É ainda Zverina, citando São Paulo, quem nos admoesta: "Não vos conformeis!". Assim, com a mentalidade de todos, naqueles anos a libertação – que vem da comunhão e não das análises ou da revolução – correu o risco, e ainda pode correr este risco, de ser uma demonstração dada não por Deus, mas pela nossa obstinação; pela nossa obstinação em ser como os outros, melhores do que eles em alcançar os seus objetivos.

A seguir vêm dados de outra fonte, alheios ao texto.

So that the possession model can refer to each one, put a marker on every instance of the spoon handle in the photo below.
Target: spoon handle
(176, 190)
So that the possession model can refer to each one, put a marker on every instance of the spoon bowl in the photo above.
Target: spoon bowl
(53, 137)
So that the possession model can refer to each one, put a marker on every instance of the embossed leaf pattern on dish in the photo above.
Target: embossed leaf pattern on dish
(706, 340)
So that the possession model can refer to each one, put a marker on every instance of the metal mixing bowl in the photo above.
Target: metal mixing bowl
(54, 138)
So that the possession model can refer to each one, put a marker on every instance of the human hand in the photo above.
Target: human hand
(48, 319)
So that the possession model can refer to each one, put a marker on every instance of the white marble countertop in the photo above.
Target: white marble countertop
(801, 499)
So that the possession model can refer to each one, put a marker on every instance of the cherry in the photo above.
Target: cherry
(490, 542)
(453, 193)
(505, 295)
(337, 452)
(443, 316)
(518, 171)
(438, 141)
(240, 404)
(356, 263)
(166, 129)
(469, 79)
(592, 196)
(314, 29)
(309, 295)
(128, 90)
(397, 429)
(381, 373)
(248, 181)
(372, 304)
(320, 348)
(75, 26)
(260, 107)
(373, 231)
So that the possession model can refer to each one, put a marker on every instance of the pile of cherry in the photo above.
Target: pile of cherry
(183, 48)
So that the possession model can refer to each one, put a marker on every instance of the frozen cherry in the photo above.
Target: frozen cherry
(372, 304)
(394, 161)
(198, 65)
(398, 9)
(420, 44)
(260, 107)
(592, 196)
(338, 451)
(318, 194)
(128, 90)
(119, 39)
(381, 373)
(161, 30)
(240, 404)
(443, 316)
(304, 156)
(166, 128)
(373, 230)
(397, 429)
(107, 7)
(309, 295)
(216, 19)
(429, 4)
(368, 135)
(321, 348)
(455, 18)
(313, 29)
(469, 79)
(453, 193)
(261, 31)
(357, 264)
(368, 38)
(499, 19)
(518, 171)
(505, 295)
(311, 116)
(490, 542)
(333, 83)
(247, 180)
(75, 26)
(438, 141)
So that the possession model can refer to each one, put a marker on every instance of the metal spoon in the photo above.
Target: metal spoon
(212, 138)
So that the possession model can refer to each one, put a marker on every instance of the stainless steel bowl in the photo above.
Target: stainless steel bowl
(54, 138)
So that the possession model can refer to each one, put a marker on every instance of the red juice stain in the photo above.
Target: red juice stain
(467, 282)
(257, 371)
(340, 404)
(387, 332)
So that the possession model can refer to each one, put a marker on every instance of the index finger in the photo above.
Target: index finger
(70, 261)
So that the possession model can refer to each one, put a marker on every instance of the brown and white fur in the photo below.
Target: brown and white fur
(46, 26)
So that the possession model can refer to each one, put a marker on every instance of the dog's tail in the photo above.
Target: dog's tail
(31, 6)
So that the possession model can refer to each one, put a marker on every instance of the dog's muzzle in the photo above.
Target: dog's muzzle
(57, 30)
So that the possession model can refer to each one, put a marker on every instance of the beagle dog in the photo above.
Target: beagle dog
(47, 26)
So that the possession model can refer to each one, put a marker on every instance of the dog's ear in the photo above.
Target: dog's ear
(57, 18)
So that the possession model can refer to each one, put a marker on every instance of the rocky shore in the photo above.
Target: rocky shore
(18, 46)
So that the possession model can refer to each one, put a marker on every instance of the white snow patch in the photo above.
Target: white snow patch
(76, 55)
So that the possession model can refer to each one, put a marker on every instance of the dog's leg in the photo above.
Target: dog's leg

Daqui vem o cansaço, a usura, que inevitavelmente surgem em quem, correndo atrás de critérios e projetos ditados por outros, esquece-se de si.
Justamente desta observação do cansaço deu nova partida padre Giussani, quando interveio em uma reunião dos universitários em 1976. Disse – e freqüentemente ainda o ouço dizer –: "Não!". O nosso objetivo não é realizar projetos capazes de mudar a sociedade e a política. O nosso objetivo é anunciar a mudança cheia de mistério que Cristo produz em nós: a Sua unidade, a Sua afeição, o Seu gosto pela realidade, o cêntuplo, tão desejado e experimentado quanto impossível de ser imaginado e de ser feito unicamente com as nossas forças. Certamente, também por experiência pessoal, podemos dizer: quem teria pensado, no frenesi dos anos 70 ou mesmo no frenesi das nossas preocupações organizativas, em uma presença em cinqüenta e nove países!
Não é o êxito que nos define, mas a origem, o ponto de partida. A libertação não vem de mim ou de você, que é como eu, mas de Deus, o Destino, o Destino que se fez homem e companhia para nós. Começou assim – na metade dos anos 70 – o tempo da originalidade e da liberdade. Não mais complexos de inferioridade, não mais – ao menos aparentemente – temores de usar de todas as ocasiões: a aventura humana pode ser percorrida inteiramente e sem reservas. Ainda que – pensando bem – nem todos tenhamos cumprido aquela passagem de 1976: quantos de nós ainda estão envolvidos nas névoas de um "sessenta-e-oitismo" pálido e inconsciente!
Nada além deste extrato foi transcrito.